Grundsätzlich ist die Novelle des PBefG zu begrüßen. Es ist gut, dass plattformbasierte und digitale On-Demand-Verkehre nun neben Taxi und Mietwagen zum weiteren Bestandteil des öffentlichen Verkehrs werden. Dieser Schritt war lange überfällig, schließlich werden solche flexiblen Angebote insbesondere in Städten schon seit längerer Zeit genutzt und standen rechtlich viel zu lange auf wackeligen Beinen. Die Bedarfsverkehre besitzen großes Potential, den motorisierten Individualverkehr zu reduzieren. Dass den Kommunen bei der Ausgestaltung der Angebote maßgebliche Steuerungs- und Regulierungsmöglichkeiten zugesprochen wurden, ist zum Schutz des ÖPNV durchaus sinnvoll. Allerdings wird es die ohnehin schon dünn besetzten Behörden und Ämter vor neue personelle und inhaltliche Herausforderungen stellen, was die Umsetzungsfähigkeit der Maßnahmen zumindest fraglich erscheinen lässt.


Aus ökologischer Sicht lässt sich über das Festhalten an der Rückkehrpflicht für auftragslose Mietwagen sicherlich streiten. Leerfahrten zum Betriebssitz können nicht nachhaltig sein.

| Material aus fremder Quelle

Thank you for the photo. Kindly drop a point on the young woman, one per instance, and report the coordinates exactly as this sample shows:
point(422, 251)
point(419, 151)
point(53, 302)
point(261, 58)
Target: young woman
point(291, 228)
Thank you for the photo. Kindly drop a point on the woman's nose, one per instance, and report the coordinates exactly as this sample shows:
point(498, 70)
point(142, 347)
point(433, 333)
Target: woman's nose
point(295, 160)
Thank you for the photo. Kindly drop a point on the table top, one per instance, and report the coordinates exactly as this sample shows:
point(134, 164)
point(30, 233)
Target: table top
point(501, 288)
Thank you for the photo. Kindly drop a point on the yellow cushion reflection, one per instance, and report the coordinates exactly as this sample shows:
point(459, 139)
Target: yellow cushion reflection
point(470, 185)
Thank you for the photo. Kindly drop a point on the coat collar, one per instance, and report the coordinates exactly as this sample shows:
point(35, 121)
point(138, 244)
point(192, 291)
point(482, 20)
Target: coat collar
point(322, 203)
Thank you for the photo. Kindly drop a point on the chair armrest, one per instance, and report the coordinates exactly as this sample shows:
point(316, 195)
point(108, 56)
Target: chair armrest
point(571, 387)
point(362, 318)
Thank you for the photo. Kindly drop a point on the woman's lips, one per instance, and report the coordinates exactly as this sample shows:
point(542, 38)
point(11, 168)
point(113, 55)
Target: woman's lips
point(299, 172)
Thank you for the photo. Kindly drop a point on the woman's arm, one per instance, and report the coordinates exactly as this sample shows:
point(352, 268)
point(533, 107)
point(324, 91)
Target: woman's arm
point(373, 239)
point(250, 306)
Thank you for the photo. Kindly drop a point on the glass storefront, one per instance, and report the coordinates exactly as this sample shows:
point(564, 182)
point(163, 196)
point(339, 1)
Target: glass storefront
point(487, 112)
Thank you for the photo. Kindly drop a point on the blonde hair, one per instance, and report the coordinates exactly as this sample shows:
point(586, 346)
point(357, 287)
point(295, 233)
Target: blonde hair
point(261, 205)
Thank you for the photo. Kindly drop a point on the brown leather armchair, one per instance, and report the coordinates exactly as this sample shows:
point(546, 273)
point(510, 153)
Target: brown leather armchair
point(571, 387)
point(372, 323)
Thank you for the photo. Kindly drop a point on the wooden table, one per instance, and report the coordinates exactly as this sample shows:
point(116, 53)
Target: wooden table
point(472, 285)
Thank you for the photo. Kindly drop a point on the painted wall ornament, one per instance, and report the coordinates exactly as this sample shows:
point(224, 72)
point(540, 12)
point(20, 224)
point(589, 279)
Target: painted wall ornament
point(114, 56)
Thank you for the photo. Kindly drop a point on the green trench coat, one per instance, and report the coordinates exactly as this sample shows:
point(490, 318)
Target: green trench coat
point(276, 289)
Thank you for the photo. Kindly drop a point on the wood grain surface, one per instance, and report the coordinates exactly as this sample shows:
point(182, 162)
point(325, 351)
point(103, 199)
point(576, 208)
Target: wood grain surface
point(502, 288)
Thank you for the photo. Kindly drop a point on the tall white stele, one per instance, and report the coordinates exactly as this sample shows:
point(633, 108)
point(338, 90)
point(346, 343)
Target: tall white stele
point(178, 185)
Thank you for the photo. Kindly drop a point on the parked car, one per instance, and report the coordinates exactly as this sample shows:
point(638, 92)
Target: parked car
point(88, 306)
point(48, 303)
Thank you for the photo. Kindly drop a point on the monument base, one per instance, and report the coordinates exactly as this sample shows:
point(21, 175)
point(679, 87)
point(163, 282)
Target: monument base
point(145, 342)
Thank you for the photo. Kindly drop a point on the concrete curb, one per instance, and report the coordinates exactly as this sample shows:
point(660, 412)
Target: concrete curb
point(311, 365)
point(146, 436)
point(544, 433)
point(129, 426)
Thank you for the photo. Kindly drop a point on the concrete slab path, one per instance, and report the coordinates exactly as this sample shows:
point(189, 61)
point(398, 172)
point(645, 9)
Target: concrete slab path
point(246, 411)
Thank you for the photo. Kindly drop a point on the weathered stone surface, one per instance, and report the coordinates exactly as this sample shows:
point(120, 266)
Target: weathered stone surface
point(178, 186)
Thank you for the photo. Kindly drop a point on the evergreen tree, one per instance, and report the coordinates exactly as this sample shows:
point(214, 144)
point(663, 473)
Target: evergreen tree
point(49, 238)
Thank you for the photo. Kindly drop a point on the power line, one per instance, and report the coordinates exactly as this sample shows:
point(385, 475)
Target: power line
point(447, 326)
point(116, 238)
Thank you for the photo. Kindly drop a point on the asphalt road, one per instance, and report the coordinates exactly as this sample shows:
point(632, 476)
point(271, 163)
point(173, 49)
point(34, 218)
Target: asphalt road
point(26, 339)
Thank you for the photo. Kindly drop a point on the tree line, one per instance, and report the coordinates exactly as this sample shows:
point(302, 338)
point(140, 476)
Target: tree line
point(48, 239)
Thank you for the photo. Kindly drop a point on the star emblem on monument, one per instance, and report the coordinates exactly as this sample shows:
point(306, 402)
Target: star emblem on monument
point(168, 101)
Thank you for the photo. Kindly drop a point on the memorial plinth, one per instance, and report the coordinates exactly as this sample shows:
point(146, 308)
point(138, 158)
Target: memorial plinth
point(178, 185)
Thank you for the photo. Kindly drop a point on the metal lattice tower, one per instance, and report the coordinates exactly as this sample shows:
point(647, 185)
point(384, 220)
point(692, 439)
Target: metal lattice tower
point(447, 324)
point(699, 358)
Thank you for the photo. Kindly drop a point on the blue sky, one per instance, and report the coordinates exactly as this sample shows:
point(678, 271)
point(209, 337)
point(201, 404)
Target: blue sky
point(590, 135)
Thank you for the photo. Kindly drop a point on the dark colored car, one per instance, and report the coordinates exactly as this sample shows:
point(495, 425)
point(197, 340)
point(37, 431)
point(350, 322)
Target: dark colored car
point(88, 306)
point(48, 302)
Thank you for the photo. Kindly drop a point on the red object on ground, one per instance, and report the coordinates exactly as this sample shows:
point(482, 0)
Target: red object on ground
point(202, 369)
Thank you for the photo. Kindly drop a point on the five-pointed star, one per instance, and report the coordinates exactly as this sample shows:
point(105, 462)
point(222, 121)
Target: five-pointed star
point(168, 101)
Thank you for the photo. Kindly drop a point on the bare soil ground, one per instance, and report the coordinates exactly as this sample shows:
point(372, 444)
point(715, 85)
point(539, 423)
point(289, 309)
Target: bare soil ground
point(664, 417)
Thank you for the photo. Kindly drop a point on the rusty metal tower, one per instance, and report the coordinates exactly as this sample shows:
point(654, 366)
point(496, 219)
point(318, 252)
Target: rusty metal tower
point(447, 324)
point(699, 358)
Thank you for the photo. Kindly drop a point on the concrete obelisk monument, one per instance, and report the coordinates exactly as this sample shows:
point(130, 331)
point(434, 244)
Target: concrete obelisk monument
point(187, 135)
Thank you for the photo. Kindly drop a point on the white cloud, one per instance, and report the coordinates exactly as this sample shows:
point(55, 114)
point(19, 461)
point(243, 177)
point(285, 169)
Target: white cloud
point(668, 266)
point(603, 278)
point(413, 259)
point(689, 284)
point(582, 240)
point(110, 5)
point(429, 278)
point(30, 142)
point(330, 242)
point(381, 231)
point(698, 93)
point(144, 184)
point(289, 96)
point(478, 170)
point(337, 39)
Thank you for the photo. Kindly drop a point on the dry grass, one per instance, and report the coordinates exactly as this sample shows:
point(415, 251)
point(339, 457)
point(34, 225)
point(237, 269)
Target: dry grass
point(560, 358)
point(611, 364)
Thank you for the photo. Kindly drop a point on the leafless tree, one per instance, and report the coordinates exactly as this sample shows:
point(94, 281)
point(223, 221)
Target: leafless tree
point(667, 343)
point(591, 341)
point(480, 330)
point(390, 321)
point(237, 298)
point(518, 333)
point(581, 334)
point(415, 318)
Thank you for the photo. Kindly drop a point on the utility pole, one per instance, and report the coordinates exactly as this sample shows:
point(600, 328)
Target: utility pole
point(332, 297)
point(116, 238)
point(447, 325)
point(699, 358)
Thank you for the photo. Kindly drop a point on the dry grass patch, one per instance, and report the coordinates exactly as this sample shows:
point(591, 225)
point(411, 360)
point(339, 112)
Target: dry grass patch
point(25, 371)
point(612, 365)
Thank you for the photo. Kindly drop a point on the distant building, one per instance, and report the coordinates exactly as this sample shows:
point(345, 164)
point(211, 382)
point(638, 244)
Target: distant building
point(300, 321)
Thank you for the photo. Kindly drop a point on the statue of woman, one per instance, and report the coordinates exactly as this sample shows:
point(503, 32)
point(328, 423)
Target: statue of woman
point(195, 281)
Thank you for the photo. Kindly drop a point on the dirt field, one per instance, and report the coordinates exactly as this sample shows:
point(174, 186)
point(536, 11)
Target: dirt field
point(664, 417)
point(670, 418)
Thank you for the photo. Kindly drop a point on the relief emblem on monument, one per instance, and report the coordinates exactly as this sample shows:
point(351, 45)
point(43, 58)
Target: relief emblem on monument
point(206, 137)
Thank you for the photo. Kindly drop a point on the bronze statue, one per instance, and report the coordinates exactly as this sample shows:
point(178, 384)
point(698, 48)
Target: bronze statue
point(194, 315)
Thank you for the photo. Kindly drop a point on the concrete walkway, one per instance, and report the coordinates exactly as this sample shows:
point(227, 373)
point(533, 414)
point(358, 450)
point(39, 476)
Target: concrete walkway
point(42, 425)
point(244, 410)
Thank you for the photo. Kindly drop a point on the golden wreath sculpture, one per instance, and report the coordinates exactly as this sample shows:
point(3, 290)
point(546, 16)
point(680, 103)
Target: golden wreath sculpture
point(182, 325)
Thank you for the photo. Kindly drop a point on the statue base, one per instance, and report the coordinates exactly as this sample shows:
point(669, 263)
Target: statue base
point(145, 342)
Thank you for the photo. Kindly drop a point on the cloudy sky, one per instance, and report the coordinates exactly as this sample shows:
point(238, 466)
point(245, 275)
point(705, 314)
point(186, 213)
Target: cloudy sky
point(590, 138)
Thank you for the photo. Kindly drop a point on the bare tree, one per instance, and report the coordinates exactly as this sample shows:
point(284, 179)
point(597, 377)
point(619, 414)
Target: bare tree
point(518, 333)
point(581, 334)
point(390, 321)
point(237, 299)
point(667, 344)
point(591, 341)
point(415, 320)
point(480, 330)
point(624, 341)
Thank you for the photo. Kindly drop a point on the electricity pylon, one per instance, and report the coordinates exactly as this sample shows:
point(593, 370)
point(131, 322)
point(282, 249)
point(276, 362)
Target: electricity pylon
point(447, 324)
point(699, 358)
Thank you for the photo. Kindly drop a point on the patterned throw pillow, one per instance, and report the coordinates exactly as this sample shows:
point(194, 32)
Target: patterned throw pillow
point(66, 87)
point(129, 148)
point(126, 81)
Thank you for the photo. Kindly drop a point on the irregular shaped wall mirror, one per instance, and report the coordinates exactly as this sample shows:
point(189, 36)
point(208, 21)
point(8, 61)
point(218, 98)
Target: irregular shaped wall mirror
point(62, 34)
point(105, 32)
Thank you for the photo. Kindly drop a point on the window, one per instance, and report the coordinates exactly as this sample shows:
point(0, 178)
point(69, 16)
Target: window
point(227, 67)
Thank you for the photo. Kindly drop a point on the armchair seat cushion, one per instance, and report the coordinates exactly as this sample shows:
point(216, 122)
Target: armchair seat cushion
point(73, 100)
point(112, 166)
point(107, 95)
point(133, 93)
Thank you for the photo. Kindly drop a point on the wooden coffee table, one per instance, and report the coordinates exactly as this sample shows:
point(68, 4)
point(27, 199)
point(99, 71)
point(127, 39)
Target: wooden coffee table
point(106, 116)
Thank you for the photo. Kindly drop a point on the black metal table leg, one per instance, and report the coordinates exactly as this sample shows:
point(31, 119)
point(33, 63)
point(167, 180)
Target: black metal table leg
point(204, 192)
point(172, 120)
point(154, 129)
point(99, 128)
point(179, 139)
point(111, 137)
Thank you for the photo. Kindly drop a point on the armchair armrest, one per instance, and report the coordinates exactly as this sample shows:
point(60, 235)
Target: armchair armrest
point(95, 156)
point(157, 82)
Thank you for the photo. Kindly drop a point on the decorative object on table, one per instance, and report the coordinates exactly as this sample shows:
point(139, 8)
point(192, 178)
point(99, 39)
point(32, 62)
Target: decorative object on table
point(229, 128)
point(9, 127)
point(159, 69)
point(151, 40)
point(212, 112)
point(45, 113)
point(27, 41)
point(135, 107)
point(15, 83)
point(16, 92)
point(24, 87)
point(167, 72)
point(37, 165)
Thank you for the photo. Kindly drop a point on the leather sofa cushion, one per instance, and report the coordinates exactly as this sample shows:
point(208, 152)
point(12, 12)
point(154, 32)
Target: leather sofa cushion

Immerhin ist es den Anbietern gestattet, mehr als einen Betriebssitz anzugeben, sodass die Rückfahrten verkürzt werden. Aus sozial-ökonomischer Perspektive ist die Rückkehrpflicht jedoch nach wie vor von Relevanz, da sie den ÖPNV vor einem unfairen Wettbewerb schützt und insbesondere vom Taxi abgegrenzt wird, welches Beförderungs- und Tarifpflichten einzuhalten hat.


Eine deutlich größere Bedeutung wird die Novelle in Kombination mit dem Gesetz zum autonomen Fahren bekommen, welches möglicherweise noch in dieser Legislaturperiode verabschiedet wird. Eine Einschätzung zu dem Gesetzesentwurf könnt ihr hier nachlesen.

*Anteil der geteilten Fahrten (mehr als eine Person im Fahrzeug) mit Zustiegen der Fahrgäste an unterschiedlichen Haltestellen. Die Quote beschreibt das Verhältnis von Fahrzeugkilometern zu Personenkilometern.